Five Property Tax Tips to Save Money
By Mark Ong, Managing Director of Independent Tax Representatives, LLC
We asked Mark to provide some tips to our readers on how they might save or reduce their property taxes. In 2004, Mark
established Independent Tax Representatives (ITR), a prominent, boutique property and transfer tax consulting firm in San
Francisco. Prior to founding ITR, Mark led the property tax groups at two national accounting firms.
What is new in property taxation?
Although the law has been in existence for many years, it is only recently that we’ve seen major developments in the area of
intangible properties. Two recent cases, SHC Half Moon Bay and Elk Hill Powers provided us with much needed clarification
and guidance in this area.
Intangible property is not assessable for property tax purposes and is not taxable for transfer tax purposes in California. A seller
of a $100 million franchised hotel can “carve out” as much as 25% of the sales price to be excluded from transfer tax basis for
the seller and be excluded from property tax basis for the buyer. Both the buyer and seller can save hundreds of thousands of
dollars of transfer and property taxes. Preferably, the intangible value study is done before the sale.
Can property tax laws and rules be misinterpreted?
It happens more than one might think. Property tax laws, perhaps more than other type of tax laws, are subject to interpretation.
Two readers reading the same passage may reach different conclusions. Even established laws like Prop 13 may be forgotten
if a property tax appraiser is not careful. He may attribute value increase to a portion of the property, such as land, that is not
subject to re-appraisal. Property owners should engage experienced consultants to carefully go through assessment records
to look for errors, omissions or misinterpretations of the law that may cause over or even double assessments.
Many of our clients constructed or renovated properties in the last few
years. Are there any opportunities?
Yes. The first thing to remember is cost does not always equal value and value is the basis of assessment. There are at least
two concepts here. First, cost is the sum of an owner’s expenditures, a consumption concept. But value is what a buyer is
willing to pay, an exchange concept. Second, certain code compliant related costs are not assessable by law. It is critical to
keep detailed construction or renovation cost records, so a segregation analysis for assessment purposes can be done later.
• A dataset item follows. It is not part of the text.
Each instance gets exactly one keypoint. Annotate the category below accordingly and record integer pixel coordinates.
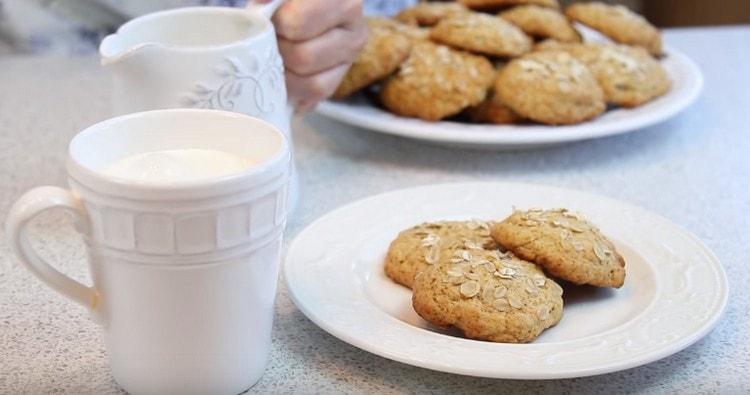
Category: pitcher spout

It is equally critical to ask: can the assessment be lower than the cost?
To exclude certain construction costs, an owner has to timely file claims for exclusion from new construction.
How can our clients realize maximum sales proceeds by minimizing the
buyer’s property taxes?
Typically when property sells, a buyer pays higher property taxes than the seller. However, the buyer’s taxes can be kept at the
seller’s level if the circumstances are right.
An asset owned by an institutional client will typically hold the title in a legal entity. If the ownership of that entity can be sold
to multiple parties that do not have the same composition of owners so no party gets more than a controlling interest (>50%),
then there is no change in ownership due to the sale.